In our main room, we have a corner with two windows that is ideal for growing things. But cramming a bunch of herbs onto two window shelves isn't ideal so I set out to build something to hold them 'in the light'. I had been mulling over an idea of a step-shelf affair and then one day came across a visually interesting solution on the internet that I inspired my design. Here's the result:
I based this on someone else's original design that had 4 square tops at different heights. For mine, I extended two of the tops to allow the planter to support a total of six pots, but I kept the organic flowing legs concept because I consider it attractive. I hand-drew some long curves onto the wood and then followed those lines with a jig saw. Unfortunately I didn't take any construction photos for this project.
It doubles as a play set for small creatures.
The legs are Poplar and the tops Red Oak. Both are hardwoods. Poplar, like Cherry, changes color with long-term exposure to the sun, so over time it looses the weird green and purple accents and takes on a wonderful golden color. Oak is much harder to work with (denser, harder to cut, harder to finish, and nastier to sand & breathe) than Poplar, so respiratory protection is required. For this piece, I stained the Oak but the Poplar is natural. Both received several layers of polyurethane protection.
This is the other side. My original concept had the orientation such that maximum light would land on the plants; with the lowest shelf closest to the room corner, but aesthetically we ended up rotating it so the highest shelf takes the corner.
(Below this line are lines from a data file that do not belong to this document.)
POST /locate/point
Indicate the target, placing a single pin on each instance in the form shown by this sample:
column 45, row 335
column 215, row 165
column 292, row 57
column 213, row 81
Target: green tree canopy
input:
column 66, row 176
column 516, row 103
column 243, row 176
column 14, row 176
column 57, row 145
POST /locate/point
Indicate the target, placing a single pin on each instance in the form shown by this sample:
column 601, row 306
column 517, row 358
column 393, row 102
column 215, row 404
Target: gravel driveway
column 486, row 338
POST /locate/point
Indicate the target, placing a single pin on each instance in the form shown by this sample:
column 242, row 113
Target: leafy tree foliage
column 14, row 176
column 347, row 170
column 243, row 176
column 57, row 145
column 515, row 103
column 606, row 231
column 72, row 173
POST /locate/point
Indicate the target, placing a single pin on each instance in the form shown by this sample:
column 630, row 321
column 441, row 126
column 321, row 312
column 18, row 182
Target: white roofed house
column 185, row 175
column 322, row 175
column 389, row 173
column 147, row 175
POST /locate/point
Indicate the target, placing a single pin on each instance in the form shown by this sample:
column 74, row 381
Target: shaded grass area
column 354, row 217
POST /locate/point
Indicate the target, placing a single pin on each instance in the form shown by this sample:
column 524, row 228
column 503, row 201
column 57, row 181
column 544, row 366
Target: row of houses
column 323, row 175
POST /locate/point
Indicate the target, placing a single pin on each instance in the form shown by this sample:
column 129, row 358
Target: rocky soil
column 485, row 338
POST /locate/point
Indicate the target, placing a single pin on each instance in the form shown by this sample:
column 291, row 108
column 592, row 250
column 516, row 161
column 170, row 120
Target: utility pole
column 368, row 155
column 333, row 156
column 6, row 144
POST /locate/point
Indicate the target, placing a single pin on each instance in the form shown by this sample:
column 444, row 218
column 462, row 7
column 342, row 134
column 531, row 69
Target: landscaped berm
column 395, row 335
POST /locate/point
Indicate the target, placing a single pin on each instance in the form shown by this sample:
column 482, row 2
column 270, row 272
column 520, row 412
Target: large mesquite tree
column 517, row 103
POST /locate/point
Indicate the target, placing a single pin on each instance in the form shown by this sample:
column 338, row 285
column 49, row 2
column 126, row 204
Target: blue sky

The 90 degree joins on the longer legs were seamless, I was very pleased with how they turned out.
I designed the center area of the planter quite large for a reason... so that eventually I would build a Tiffany style stained-glass pyramid or dome that starts from the bottom supports (hiding the inside and top edges of those) and goes no higher than the bottom shelf, but 2 years have passed and I still haven't even come up with what that might look like. It will however, if I ever make it, be illuminated, and at night should look pretty cool - most things do.
These are my design sketches taped to the wall above the workbench; I didn't bother with sketchup for this one ... too many curves.
In the photo at the bottom right is the inspiration... the original is more elegant than mine, but less practical for the use I had in mind. I created the other diagrams to plan construction of the shelf tops and cutting sequence etc. I don't know who created the one in the photo, but I'd like to thank them for the idea.
Lessons learned: Make the bottom supports 3"x1" for enhanced stability; higher than the thin 1" pieces I used. Don't roundover route the ends of those support pieces where they join each other. Two simple mistakes I made through not planning this properly.